Files
2025-11-30 08:35:19 +08:00

9.4 KiB

name, description
name description
debugging-pipeline-failures Use when Konflux pipelines fail, are stuck, timeout, or show errors like ImagePullBackOff. Covers PipelineRun failures, TaskRun issues (Pending, Failed, stuck Running), build errors, and systematic debugging of Tekton pipeline problems using kubectl and logs.

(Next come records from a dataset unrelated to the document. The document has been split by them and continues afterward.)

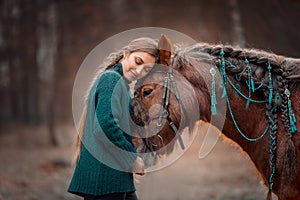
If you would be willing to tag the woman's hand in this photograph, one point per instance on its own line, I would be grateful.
(138, 166)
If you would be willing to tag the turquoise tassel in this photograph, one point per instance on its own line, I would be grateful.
(292, 116)
(271, 96)
(223, 73)
(213, 92)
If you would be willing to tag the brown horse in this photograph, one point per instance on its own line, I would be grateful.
(261, 94)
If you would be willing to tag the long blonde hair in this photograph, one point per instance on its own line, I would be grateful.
(143, 44)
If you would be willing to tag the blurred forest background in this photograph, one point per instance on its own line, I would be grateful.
(43, 43)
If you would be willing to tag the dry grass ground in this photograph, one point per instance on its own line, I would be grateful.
(31, 169)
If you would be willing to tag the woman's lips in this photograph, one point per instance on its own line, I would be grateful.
(133, 74)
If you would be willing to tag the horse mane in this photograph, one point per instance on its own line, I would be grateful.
(287, 68)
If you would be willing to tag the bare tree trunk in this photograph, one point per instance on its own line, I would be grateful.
(47, 54)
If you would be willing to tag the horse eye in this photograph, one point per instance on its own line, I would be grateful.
(147, 92)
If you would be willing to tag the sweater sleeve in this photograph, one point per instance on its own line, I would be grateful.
(110, 111)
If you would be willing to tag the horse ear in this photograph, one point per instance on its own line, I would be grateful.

Debugging Pipeline Failures

Overview

Core Principle: Systematic investigation of Konflux CI/CD failures by correlating logs, events, and resource states to identify root causes.

Key Abbreviations:

  • PR = PipelineRun
  • TR = TaskRun
  • SA = ServiceAccount
  • PVC = PersistentVolumeClaim

When to Use

Invoke when encountering:

  • PipelineRun failures or stuck pipelines
  • TaskRun errors with unclear messages
  • Build container issues (ImagePullBackOff)
  • Resource constraints (OOMKilled, quota exceeded)
  • Pipeline timeouts
  • Workspace or volume mount failures
  • Permission errors

Quick Reference

Symptom First Check Common Cause
ImagePullBackOff Pod events, image name Registry auth, typo, missing image
TaskRun timeout Step execution time in logs Slow operation, network issues
Pending TaskRun Resource quotas, node capacity Quota exceeded, insufficient resources
Permission denied ServiceAccount, RBAC Missing Role/RoleBinding
Volume mount error PVC status, workspace config PVC not bound, wrong access mode
Exit code 127 Container logs, command Command not found, wrong image

Investigation Phases

Phase 1: Identify Failed Component

PipelineRun Status Check:

kubectl get pipelinerun <pr-name> -n <namespace>
kubectl describe pipelinerun <pr-name> -n <namespace>

Look for:

  • Overall status (Succeeded/Failed/Running)
  • Conditions and reasons
  • Which TaskRun(s) failed
  • Duration and timestamps

TaskRun Identification:

kubectl get taskruns -l tekton.dev/pipelineRun=<pr-name> -n <namespace>

Identify failed TaskRuns by status.

Phase 2: Log Analysis

Get TaskRun Pod Logs:

# Find the pod
kubectl get pods -l tekton.dev/taskRun=<tr-name> -n <namespace>

# Get logs from specific step
kubectl logs <pod-name> -c step-<step-name> -n <namespace>

# Get logs from all containers
kubectl logs <pod-name> --all-containers=true -n <namespace>

# For previous failures
kubectl logs <pod-name> -c step-<step-name> --previous -n <namespace>

What to Look For:

  • Error messages (search for "error", "failed", "fatal")
  • Exit codes
  • Last successful operation before failure
  • Timeout indicators
  • Resource exhaustion messages

Phase 3: Event Correlation

Check Kubernetes Events:

kubectl get events -n <namespace> --sort-by='.lastTimestamp'

# Filter for specific resource
kubectl get events --field-selector involvedObject.name=<pod-name> -n <namespace>

Critical Events:

  • FailedScheduling → Resource constraints
  • FailedMount → Volume/PVC issues
  • ImagePullBackOff → Registry/image problems
  • Evicted → Resource pressure

Phase 4: Resource Inspection

PipelineRun Details:

kubectl get pipelinerun <pr-name> -n <namespace> -o yaml

Check:

  • Parameters passed correctly
  • Workspace configurations
  • ServiceAccount specified
  • Timeout values

TaskRun Details:

kubectl get taskrun <tr-name> -n <namespace> -o yaml

Examine:

  • Step definitions and images
  • Resource requests/limits
  • Status.steps for individual step states
  • Conditions for failure reasons

Pod Inspection:

kubectl describe pod <pod-name> -n <namespace>

Look for:

  • Container states and exit codes
  • Resource requests vs limits
  • Volume mounts
  • Node placement

Phase 5: Root Cause Analysis

Correlate Findings:

  1. Timeline: When did failure occur?
  2. First failure: Which step/component failed first?
  3. Error pattern: Consistent or intermittent?
  4. Recent changes: New code, config, images?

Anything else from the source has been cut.